A basic work-up consists of a history, physical exam, X-rays, complete blood count, erythrocyte sedimentation rate and C-reactive protein measures, he said.To assess the character and location of the pain, Maloney asks patients if the pain has changed since surgery or was there a pain-free interval after surgery.
“Location of the pain is important,” he advised.
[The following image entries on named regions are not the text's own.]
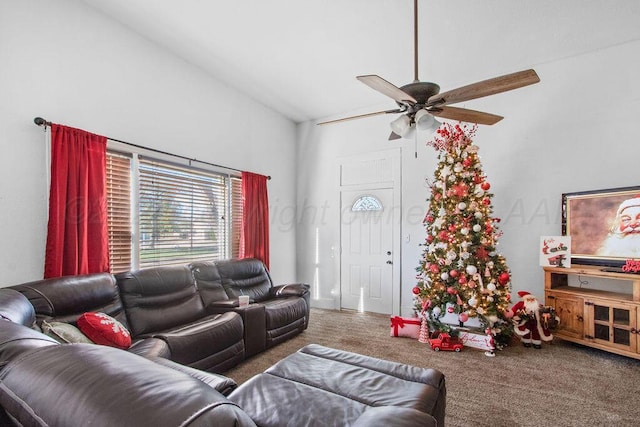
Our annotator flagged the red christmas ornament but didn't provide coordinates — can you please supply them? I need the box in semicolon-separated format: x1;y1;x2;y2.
476;246;489;260
498;271;511;285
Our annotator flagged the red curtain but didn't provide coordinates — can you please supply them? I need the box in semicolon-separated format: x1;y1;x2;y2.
240;172;269;269
44;124;109;278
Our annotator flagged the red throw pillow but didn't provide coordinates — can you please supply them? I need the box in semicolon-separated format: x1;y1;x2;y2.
78;313;131;349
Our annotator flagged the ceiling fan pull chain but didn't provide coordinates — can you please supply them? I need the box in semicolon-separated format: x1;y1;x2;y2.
413;0;420;83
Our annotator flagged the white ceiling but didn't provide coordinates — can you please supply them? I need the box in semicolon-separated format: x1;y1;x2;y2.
78;0;640;122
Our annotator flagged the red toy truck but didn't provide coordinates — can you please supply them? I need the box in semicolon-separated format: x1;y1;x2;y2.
429;332;463;352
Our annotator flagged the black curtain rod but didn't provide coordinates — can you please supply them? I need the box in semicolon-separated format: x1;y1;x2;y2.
33;117;271;179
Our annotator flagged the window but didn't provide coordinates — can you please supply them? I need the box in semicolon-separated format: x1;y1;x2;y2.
107;153;131;272
351;196;382;212
107;152;242;272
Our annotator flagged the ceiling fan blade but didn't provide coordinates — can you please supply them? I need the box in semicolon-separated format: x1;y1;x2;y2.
430;107;504;125
427;70;540;107
356;74;418;105
318;108;404;125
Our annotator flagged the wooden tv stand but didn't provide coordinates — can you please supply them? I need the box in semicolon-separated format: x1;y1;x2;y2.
543;265;640;359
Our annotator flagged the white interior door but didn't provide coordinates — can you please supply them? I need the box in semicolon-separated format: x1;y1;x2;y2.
340;188;397;314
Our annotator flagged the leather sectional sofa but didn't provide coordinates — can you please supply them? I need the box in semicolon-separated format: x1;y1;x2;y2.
0;260;446;427
5;259;310;373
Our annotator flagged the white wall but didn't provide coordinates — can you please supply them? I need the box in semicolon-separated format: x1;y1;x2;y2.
297;38;640;314
0;0;296;286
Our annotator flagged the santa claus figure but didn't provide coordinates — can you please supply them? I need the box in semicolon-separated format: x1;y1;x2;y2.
597;196;640;258
511;291;560;349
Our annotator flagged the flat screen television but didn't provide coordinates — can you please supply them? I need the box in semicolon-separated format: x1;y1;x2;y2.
562;186;640;270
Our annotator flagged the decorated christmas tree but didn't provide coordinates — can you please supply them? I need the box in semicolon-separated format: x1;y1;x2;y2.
413;123;513;347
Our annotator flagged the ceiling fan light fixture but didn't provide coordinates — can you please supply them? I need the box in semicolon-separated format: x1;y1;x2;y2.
390;114;411;137
415;109;441;132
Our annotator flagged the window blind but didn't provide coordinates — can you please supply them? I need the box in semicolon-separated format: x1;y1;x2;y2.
138;157;232;268
230;177;242;258
107;152;132;273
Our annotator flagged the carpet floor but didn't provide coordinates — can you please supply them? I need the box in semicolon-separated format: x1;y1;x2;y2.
225;309;640;427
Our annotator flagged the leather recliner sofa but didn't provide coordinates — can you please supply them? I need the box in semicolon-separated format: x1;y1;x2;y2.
0;298;446;427
8;259;309;373
190;259;310;357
Start-up pain indicates loose components, he said, where as constant pain or night pain are signs of infection. Pain in the groin indicates a loose socket or iliopsoas impingement, and pain in the thigh can indicate a loose stem or end-of-stem pain.
“If labs are abnormal or history is suggestive, then an aspiration is indicated to rule out infection,” Maloney said.
He said that osseointegration can be difficult to evaluate with cementless sockets. Nuclear medicine scans should be used in select cases, and negative scans are most helpful.
- Maloney WJ. Evaluation of the painful THR. Presented at Orthopedics Today Hawaii 2012, Jan. 15-18. Wailea, Hawaii.
- Disclosure: Maloney receives royalties from Wright Medical and Zimmer.